We determine whether the carrying value of recorded indefinite-lived acquired intangible assets is impaired on an annual basis or more frequently if indicators of potential impairment exist. The impairment review process compares the fair value of the indefinite-lived acquired intangible assets to its carrying value. If the carrying value exceeds the fair value, an impairment loss is recorded. The impairment test performed as of October 1, 2017 resulted in the fair value of the Dice trademarks and brand exceeding the carrying value by 4%.
Revenue projections attributable to the Dice trademarks and brand name have declined due to competition in the technology recruiting market, challenges in developing and introducing new products and product enhancements to the market, the Company’s ability to attribute value delivered to customers, and continued uncertainty around Brexit. Revenues related to the Dice trademarks and brand name declined 7% and 4% for the years ended December 31, 2017 and 2016, respectively. Revenue projections for the year ending December 31, 2018 include a modest improvement to the rate of decline experienced in the year ended December 31, 2017 and is expected to begin to improve late in 2018 and into 2019. The Company’s ability to achieve these revenue projections may be impacted by, among other things, the factors noted above that have contributed to the decline in recent periods. Projected future cash flows attributable to the Dice trademarks and brand name declined as a result of the lower projected revenue, as well as increased spending focused on new and enhanced products and marketing campaigns. Operating expenses, excluding amortization expense, impairment charges and disposition related and other costs in the projections are expected to remain approximately consistent for the year ending December 31, 2018 as compared to the year ended December 31, 2017 and then increase at levels that allow for modest operating margin improvements. The Company utilized a relief from royalty rate method to value the Dice trademarks and brand name using a royalty rate of 5.0%.
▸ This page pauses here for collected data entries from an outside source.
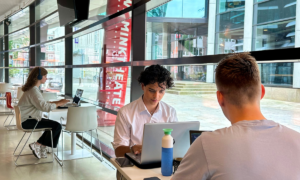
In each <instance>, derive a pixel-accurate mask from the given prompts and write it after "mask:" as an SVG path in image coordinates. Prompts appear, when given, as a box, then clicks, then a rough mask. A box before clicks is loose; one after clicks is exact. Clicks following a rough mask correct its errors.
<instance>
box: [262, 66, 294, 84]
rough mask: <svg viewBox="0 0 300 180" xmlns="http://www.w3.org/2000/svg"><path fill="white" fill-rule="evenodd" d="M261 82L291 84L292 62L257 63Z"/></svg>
mask: <svg viewBox="0 0 300 180" xmlns="http://www.w3.org/2000/svg"><path fill="white" fill-rule="evenodd" d="M259 67H260V72H261V82H262V84H264V85H266V86H285V87H292V86H293V68H294V63H269V64H259Z"/></svg>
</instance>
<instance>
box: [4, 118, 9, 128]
mask: <svg viewBox="0 0 300 180" xmlns="http://www.w3.org/2000/svg"><path fill="white" fill-rule="evenodd" d="M9 116H10V115H7V117H6V119H5V121H4V123H3V127H5V123H6V121H7V119H8V117H9Z"/></svg>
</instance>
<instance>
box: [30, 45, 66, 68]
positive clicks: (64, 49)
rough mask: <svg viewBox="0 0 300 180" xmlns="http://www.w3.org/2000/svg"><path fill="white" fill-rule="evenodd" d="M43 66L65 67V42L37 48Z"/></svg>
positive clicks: (37, 60)
mask: <svg viewBox="0 0 300 180" xmlns="http://www.w3.org/2000/svg"><path fill="white" fill-rule="evenodd" d="M36 49H37V57H38V58H37V61H38V60H40V62H41V66H60V65H65V42H64V40H59V41H56V42H52V43H47V44H44V45H40V46H37V47H36Z"/></svg>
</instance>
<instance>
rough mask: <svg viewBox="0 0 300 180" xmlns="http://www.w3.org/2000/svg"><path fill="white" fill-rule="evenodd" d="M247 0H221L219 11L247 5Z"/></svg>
mask: <svg viewBox="0 0 300 180" xmlns="http://www.w3.org/2000/svg"><path fill="white" fill-rule="evenodd" d="M245 1H246V0H219V13H222V12H225V11H228V10H230V9H234V8H239V7H243V6H245Z"/></svg>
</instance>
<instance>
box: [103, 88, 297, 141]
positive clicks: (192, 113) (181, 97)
mask: <svg viewBox="0 0 300 180" xmlns="http://www.w3.org/2000/svg"><path fill="white" fill-rule="evenodd" d="M162 101H164V102H166V103H168V104H169V105H171V106H172V107H174V108H175V109H176V112H177V117H178V120H179V121H200V129H201V130H216V129H220V128H224V127H228V126H230V125H231V124H230V122H229V121H228V120H227V119H226V117H225V116H224V115H223V112H222V110H221V108H220V106H219V104H218V101H217V98H216V95H215V94H206V95H175V94H168V93H166V94H165V96H164V97H163V99H162ZM261 110H262V112H263V114H264V116H265V117H266V118H267V119H269V120H273V121H276V122H278V123H280V124H283V125H285V126H287V127H289V128H291V129H294V130H296V131H298V132H300V103H293V102H286V101H278V100H270V99H263V100H262V101H261ZM98 129H99V130H101V132H102V138H101V141H102V142H104V143H105V144H107V145H109V146H111V144H110V142H111V141H113V134H114V127H113V126H112V127H98ZM103 134H104V135H103Z"/></svg>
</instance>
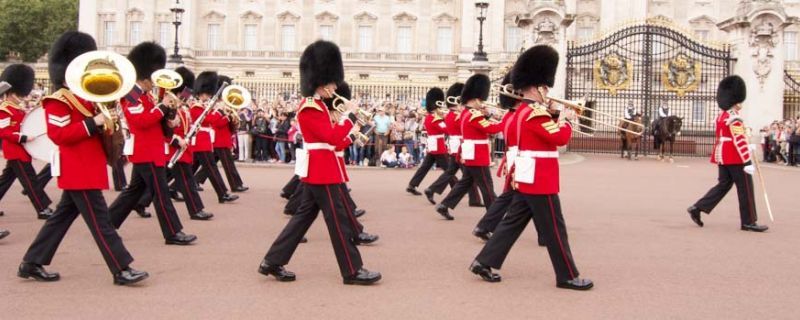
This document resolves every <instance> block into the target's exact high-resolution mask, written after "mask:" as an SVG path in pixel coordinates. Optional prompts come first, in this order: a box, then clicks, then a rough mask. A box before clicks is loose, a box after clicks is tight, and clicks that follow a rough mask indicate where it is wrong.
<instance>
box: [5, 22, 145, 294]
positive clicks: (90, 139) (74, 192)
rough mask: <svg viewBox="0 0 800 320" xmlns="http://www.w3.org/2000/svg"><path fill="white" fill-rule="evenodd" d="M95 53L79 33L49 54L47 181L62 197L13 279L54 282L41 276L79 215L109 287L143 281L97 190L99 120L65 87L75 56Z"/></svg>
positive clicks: (103, 161) (81, 33) (98, 174)
mask: <svg viewBox="0 0 800 320" xmlns="http://www.w3.org/2000/svg"><path fill="white" fill-rule="evenodd" d="M94 50H97V46H96V45H95V42H94V39H92V37H91V36H89V35H88V34H85V33H81V32H76V31H69V32H66V33H64V34H62V35H61V37H59V38H58V40H56V42H55V44H53V46H52V47H51V48H50V53H49V54H48V55H47V56H48V59H49V66H48V67H49V73H50V81H52V83H53V85H54V87H55V88H56V90H58V91H56V92H55V93H53V95H51V96H48V97H46V98H44V100H42V105H43V106H44V109H45V114H46V116H47V136H48V137H49V138H50V140H52V141H53V143H55V144H56V145H57V146H58V152H57V153H56V155H55V156H57V157H58V159H59V161H58V162H56V163H54V164H53V170H54V172H53V175H55V176H58V187H59V188H60V189H62V190H64V192H63V193H62V194H61V201H60V202H59V203H58V206H57V207H56V210H55V212H54V213H53V216H52V217H50V218H49V219H47V221H46V222H45V223H44V226H42V229H41V231H39V234H38V235H37V236H36V240H34V241H33V243H32V244H31V246H30V248H29V249H28V252H26V253H25V257H24V258H23V259H22V264H20V266H19V271H18V273H17V275H18V276H19V277H21V278H33V279H36V280H39V281H57V280H58V279H59V278H60V276H59V274H58V273H55V272H47V271H46V270H45V269H44V267H42V266H43V265H49V264H50V262H51V261H52V260H53V256H54V255H55V253H56V250H57V249H58V245H59V244H60V243H61V240H62V239H63V238H64V236H65V235H66V234H67V230H69V227H70V226H71V225H72V222H73V221H75V218H76V217H77V216H78V214H80V215H81V216H83V220H84V221H85V222H86V225H87V226H88V227H89V232H91V234H92V238H93V239H94V241H95V242H96V243H97V247H98V248H99V249H100V252H101V253H102V255H103V259H104V260H105V262H106V265H108V268H109V269H110V270H111V273H112V274H113V275H114V284H118V285H126V284H132V283H136V282H139V281H141V280H144V279H145V278H147V277H148V274H147V272H143V271H137V270H134V269H132V268H130V263H131V262H132V261H133V257H131V255H130V253H128V250H127V249H125V246H124V245H123V244H122V239H121V238H120V237H119V235H118V234H117V231H116V230H114V227H113V226H112V225H111V223H110V219H109V215H108V207H107V206H106V201H105V199H104V198H103V192H102V190H105V189H108V171H107V169H106V154H105V151H104V150H103V138H102V134H103V130H104V129H103V126H104V124H105V123H106V120H108V119H106V118H105V116H103V115H102V114H101V113H100V112H99V110H97V109H96V108H95V105H94V104H93V103H91V102H88V101H86V100H83V99H81V98H79V97H77V96H75V95H74V94H73V93H72V92H71V91H70V90H69V88H67V87H66V69H67V65H69V63H70V62H72V60H73V59H75V58H76V57H77V56H79V55H81V54H83V53H86V52H89V51H94Z"/></svg>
The determination of whether or not indefinite-lived acquired intangible assets have become impaired involves a significant level of judgment in the assumptions underlying the approach used to determine the value of the indefinite-lived acquired intangible assets. Fair values are determined using a profit allocation methodology which estimates the value of the trademark and brand name by capitalizing the profits saved because the company owns the asset. We consider factors such as historical performance, anticipated market conditions, operating expense trends and capital expenditure requirements. Changes in our strategy and/or market conditions could significantly impact these judgments and require adjustments to recorded amounts of intangible assets.